As i reached the metro, this slush is what i had to walk through. Now you surely must understand why i wear my mountain boots!
You must be saying, it’s the rains — India receives too much rainfall in a very short period, and that i am just a complaint-box. But, this is what i have to walk through even when it is not raining. My black office leather shoes are usually brown with dust by the time i get to the metro station. And yes the road on the left is blocked as usual, which is why i walk most days. The air, if you notice in this picture, was filled with dust and smoke, and i usually cover my nose-mouth-face with my handkerchief, to minimise the impact on my lungs.

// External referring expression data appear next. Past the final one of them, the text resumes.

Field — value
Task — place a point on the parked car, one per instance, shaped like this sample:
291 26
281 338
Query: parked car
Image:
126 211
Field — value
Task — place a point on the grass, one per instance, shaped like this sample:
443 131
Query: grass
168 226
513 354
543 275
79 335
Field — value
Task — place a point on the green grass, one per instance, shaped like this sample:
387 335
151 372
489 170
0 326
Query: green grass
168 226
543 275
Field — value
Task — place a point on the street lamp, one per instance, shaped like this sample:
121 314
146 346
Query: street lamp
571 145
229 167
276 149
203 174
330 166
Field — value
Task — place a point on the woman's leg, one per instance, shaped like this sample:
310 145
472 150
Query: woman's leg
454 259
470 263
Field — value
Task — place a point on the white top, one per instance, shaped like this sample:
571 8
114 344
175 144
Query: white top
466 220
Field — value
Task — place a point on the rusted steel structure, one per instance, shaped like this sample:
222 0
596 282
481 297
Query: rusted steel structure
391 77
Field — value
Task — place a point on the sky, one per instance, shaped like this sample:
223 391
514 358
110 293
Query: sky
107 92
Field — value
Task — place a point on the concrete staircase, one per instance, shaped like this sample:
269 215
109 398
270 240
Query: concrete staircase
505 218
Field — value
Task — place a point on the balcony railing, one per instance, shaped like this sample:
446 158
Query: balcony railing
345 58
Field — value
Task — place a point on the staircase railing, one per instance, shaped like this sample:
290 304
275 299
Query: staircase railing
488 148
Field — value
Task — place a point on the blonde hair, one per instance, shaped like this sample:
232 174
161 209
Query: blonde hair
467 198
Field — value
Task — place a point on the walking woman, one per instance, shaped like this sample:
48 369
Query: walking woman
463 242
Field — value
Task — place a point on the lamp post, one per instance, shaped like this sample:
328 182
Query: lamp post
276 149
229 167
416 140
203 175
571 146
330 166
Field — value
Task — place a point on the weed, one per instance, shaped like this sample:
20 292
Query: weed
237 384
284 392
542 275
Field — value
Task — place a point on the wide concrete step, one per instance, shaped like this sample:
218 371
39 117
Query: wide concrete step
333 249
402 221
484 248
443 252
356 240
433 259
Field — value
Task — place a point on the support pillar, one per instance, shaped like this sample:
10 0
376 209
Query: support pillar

And this is what it looks like on an average non-rainy day. Not bad, eh?
Well, the metro ride is amazing, just a little over-crowded, but no complaints. Then i walk along the pedestrian pathways towards our office. And this open man-hole (and the entire row of these) has been open for as long as i can remember. They are just about 30 feet deep, with electricity cables running within, covered with polythene and paan-spit.
But you know, i think they are testing us to check out if we are appropriately wakeful and alert. All in good public service and good intent!
I managed to get past the open gutters but realized i wasn’t too alert. So decide to buy myself a Coffee from Dunkin’ Donuts. And ahoy!, they had dug up the pathway — which they had just about managed to complete after a delay of 3.5 years and several warnings and fresh deadlines from the Honourable Supreme Court of India. Anyway, i stepped right into the cafe on the left.
With my coffee i stepped out, and the traffic signal had failed. There was a mentally unstable man, shivering in the rain. Unable to bear the plight of the good soul, i gave up my Cappuciino to him, to try and find him solace and warmth for some time. I did not take a picture. 
But you know, i must be at utter jackass, complaining about broken public services delivered to me in New Delhi’s posh Vasant Kunj area, and CP — central Delhi (where there are no power cuts; thanks to the common electricity link with Lutyen’s Delhi).
This is what my father has to deal with during a regular monsoon day in old Delhi. The purple door that you see across the pool of overflowing “sewage water”, is his shop/office. I was filling in for him (as i a few days during the year have to do). But i was prepared with my “mountain boots”. My father, and his employees do not own a pair yet.


The rest of the journey back home on this exceptionally rainy October evening, is probably not important. You get the drift of what it is like to get past an average day! It’s not just the rain, it just made it a little tougher.

And you know what — i am still an upper middle class guy. I “have” a choice to spend 3-4 hours on the road commuting between work and home — i don’t exercise that choice. Most of Delhi lives in pathetic conditions. Their daily life looks a lot worse.